Blade100 is correct. You CANNOT have a single sugar glider, as it will get depressed and likely self-multilate. Please don't do this, no amount of interaction subsitutes for company of their own kind and they are a species that cannot cope alone. It is very worrying that someone is prepared to sell you a lone glider and suggests they don't know much about their care.

If you are looking at american based sites a lot of the information there is dangerously incorrect and they do have the glider equivalent of rodent farms


----------



## LuluLudicrous (Jan 29, 2013)

I'm purchasing from a local USDA certified hobby breeder and she hand raised my joey. I also spoke to a professional sugar glider veterinarian and he said gliders do not need to be in pairs as long as you give the joey sufficient attention. There are plenty of happy single gliders


----------



## blade100 (Aug 24, 2009)

I've copied and posted this from crittery's site.
Sugar Glider Overview - Crittery Exotics

I find people who only want one whether that's rats,gerbils,mice,and gliders very selfish and they are not looking out for the correct welfare of that animal.


----------



## LuluLudicrous (Jan 29, 2013)

I don't see how their word is better than a vet's word who has owned gliders for 25 years


----------



## blade100 (Aug 24, 2009)

Do you not think its in the best interest of the glider? It doesn't matter what a "vet or breeder" say its what's best for the animal.
You are taking it away from its siblings where he's played and snuggled up to and been groomed by only then to be placed in a cage alone! Bored nothing to do. While your out or asleep he will be active with nothing but himself.  poor thing


----------



## LuluLudicrous (Jan 29, 2013)

Maybe you shouldn't judge too quickly. I do online school and work from home. I have all the time in the world for a glider.


----------



## blade100 (Aug 24, 2009)

Still doesn't make up for a same sex glider who he can communicate to,play with,groom one another and cuddle up to at night.
How would you like it if you were the only human being on the planet and all around you was hamsters! Same thing for this glider if you don't get him company!


----------



## LuluLudicrous (Jan 29, 2013)

I don't have money to make sure two gliders get everything they need. but I can promise my glider won't be depressed. He will always be with me in my bonding pouch everywhere I go, and I will play with him for hours at night.


----------



## Crittery (May 2, 2011)

LuluLudicrous said:


> I can promise my glider won't be depressed.
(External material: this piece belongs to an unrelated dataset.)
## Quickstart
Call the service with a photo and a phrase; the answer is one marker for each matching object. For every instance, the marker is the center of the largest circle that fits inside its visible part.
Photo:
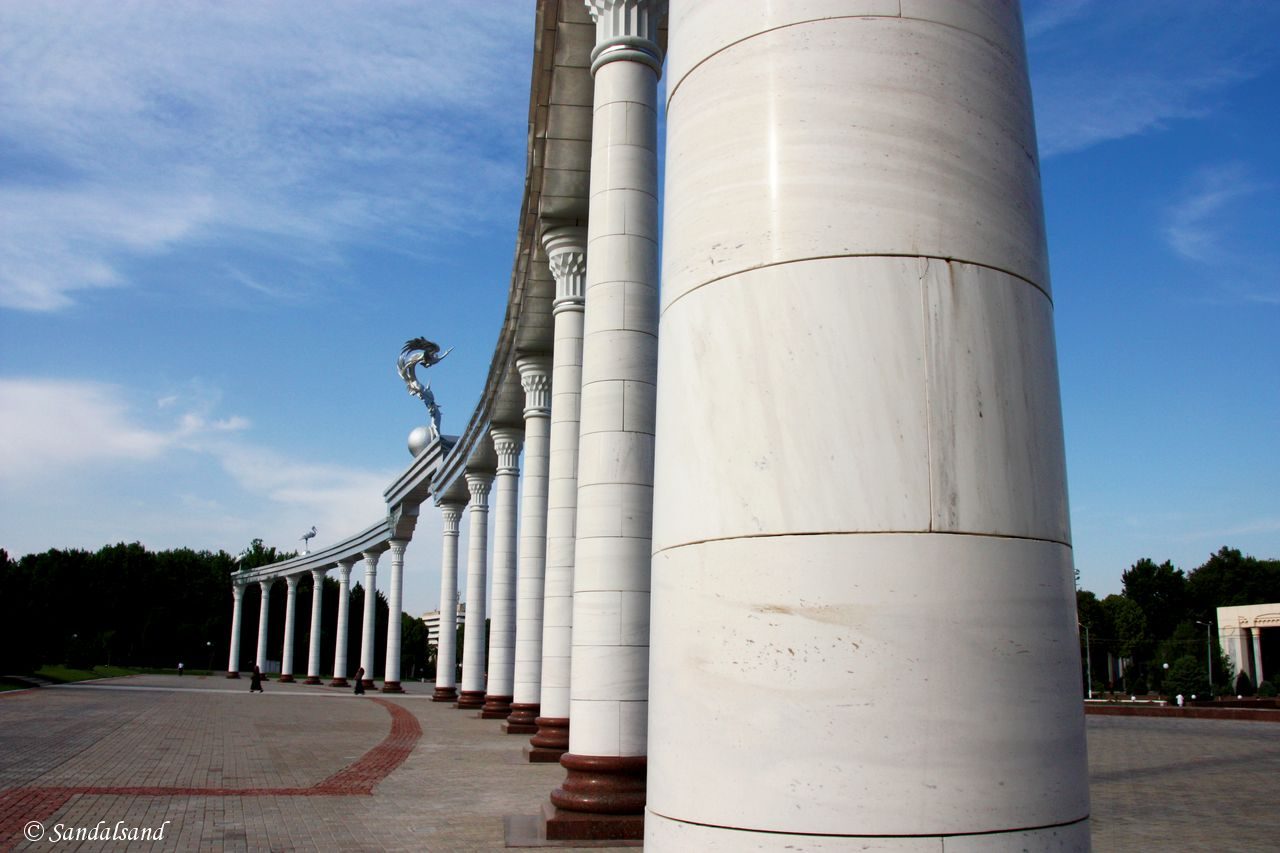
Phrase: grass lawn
(63, 674)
No you can't if you keep the poor thing alone. It isn't a question of how much time you have to spend with him/her - unless you can transform yourself into another sugar glider, it doesn't count.

Have you checked out the forum I linked? please, please do. If you are referencing the vet I think you are, they are well known for giving out incorrect, sometimes dangerous, information. You MUST double check any dietary advice, if you get the Ca ratio wrong you'll have a seriously ill sugar glider fairly early on, and you may be getting them far too young as well. Do you know why they were hand reared? this should only be done if needed for medical reasons.
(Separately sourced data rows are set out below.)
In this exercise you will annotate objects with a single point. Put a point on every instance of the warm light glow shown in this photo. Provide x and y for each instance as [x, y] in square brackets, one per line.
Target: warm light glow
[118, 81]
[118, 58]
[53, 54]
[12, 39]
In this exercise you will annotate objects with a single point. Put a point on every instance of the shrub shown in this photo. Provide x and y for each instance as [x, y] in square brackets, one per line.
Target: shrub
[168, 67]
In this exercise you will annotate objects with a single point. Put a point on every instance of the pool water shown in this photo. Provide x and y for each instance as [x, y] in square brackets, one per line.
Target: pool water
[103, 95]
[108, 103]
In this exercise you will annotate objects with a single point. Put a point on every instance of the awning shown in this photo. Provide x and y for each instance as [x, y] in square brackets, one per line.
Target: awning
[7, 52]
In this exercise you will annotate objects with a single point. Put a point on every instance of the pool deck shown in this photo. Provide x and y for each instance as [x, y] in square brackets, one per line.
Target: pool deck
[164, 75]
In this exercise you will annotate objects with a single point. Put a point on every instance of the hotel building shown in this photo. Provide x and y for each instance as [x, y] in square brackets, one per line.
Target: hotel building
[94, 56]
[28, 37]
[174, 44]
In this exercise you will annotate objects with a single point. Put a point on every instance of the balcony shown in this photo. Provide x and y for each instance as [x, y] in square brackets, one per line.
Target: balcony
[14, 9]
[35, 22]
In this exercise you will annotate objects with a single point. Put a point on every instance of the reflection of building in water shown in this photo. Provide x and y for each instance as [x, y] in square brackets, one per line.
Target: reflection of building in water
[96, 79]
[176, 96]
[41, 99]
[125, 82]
If money prevents you getting two I'm sorry to say I really don't think they are the pet for you. I'm not sure what support is available to you, but vet bills could easily cripple you - especially if you end up with a glider with bone problems due to poor diet. Those are expensive to fix (if they can be, depends if caught early enough I think).

As a matter of interest, do you know about the downsides of owning a glider? I chose to get a different - although similar in some respects - exotic due to these. I'm concerned you are getting a very rose-tinted look at them from the breeder, which may not include the strong musk, loud excessive barking at 3am, time-intensive diet and mess from sticky poo and the fact they masticate food rather than swallow so leave a lot of sticky remains.

NB: the Crittery information was peer-reiewed by the community of UK sugar gliders, and the dietary advice was derived from them and some example diet sheets a kind friend sent me that is used in many UK Zoos. Crittery is drawn from whole communities, a lot of research, and direct experience (for most). It is never just me....


----------



## Opheliac (Jun 3, 2009)

I own sugar gliders and it is very true what Crittery & Blade100 say. They are social animals that need to be kept in pairs/groups, no matter how much "human" time you can give to a single glider it does NOT make up for time spent with their own kind. 

I am a member of the sugar glider UK forum and they are brilliant for help and advice, I highly recommend you join and perhaps have a look of some at the very sad stories of what has happened to some gliders who have been kept alone or lost a glider they were kept with. It is a well known fact that they are prone to self-harm, over-grooming and many other problems can arise like illnesses from lack of warmth when they sleep due to not being kept with other gliders. 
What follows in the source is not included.